Autarquias extrapolavam suas atribuições ao desconsiderar validade de diplomas; conduta difere da postura adotada por outros conselhos profissionais
A Justiça Federal em São Paulo determinou que os Conselhos Federal e Regional de Administração concedam o registro profissional aos egressos de cursos sequenciais na área. A decisão atende a um pedido do Ministério Público Federal em São Paulo (MPF/SP), que, por meio da Procuradoria Regional dos Direitos do Cidadão, moveu uma ação civil pública contra as autarquias em 2012 para que cumprissem a lei. O CFA e o CRA-SP se negavam a emitir os registros aos portadores de diplomas desses cursos, por não considerá-los ensino em nível de graduação. No entanto, a legislação federal os caracteriza como educação superior de formação profissional, o que habilita os estudantes de cursos reconhecidos a obterem o certificado para o exercício das atividades de administrador.
 
Segundo a Lei de Diretrizes e Bases da Educação Nacional (Lei nº 9.394/96), os cursos sequenciais compõem, ao lado dos de graduação e pós-graduação, o rol de programas do ensino superior. Também denominados cursos superiores de formação específica, eles foram regulamentados pela Câmara de Educação Superior em 1999, ao ser definida a carga horária mínima de 1.600 horas, distribuídas em número não inferior a 400 dias letivos.
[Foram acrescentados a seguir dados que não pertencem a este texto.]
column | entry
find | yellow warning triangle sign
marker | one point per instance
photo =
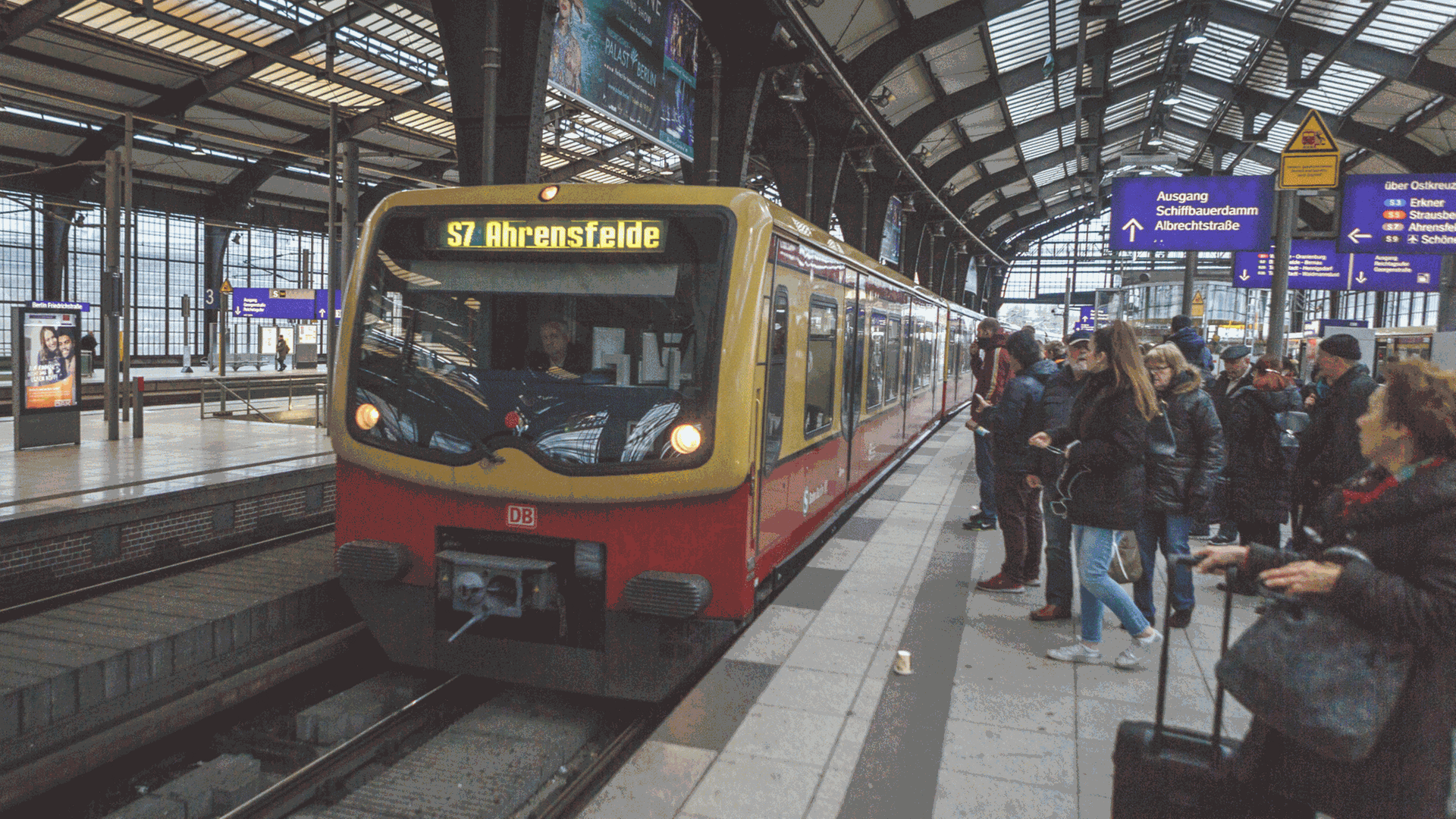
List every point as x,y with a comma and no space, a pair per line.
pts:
1312,137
De acordo com a CES, apesar de se diferenciarem dos cursos de graduação pela extensão e a densidade do conteúdo, os sequenciais fazem parte do mesmo nível de ensino, pós-médio. “A conclusão com êxito dos estudos dará direito a diploma de curso superior, mas não de graduação”, esclareceu a Câmara em parecer de 1998.
 
“Não se cuidam, portanto, de cursos clandestinos, irregulares ou não oficiais, cujos diplomas poderiam ser ou não reconhecidos pelos conselhos profissionais, a seu próprio critério, como vêm fazendo os requeridos”, destacou o procurador da República Jefferson Aparecido Dias, autor da ação civil pública.
 
A conduta do CFA e do CRA-SP acarreta tratamento desigual aos egressos de cursos sequenciais de Administração, uma vez que outros conselhos de classe emitem registros profissionais regularmente a pessoas com esse tipo de formação. Além disso, as autarquias desrespeitam a Constituição e a própria lei que estabeleceu suas atribuições. Enquanto o texto constitucional restringe apenas à legislação federal a competência de dispor sobre as condições de exercício das profissões, a Lei nº 4.769/65 atribui aos dois conselhos somente a tarefa de fiscalizar esse exercício e expedir os registros, sem a possibilidade de decidir sobre os requisitos que devem ser cumpridos para isso.
 
“A atribuição dos conselhos profissionais é de fiscalizar se o exercício está de acordo com as determinações legais e não inovar, de modo a negar vigência a estas”, diz trecho da sentença. O CFA e o CRA-SP estão sujeitos a multa de R$ 1 mil por caso comprovado de descumprimento da ordem judicial.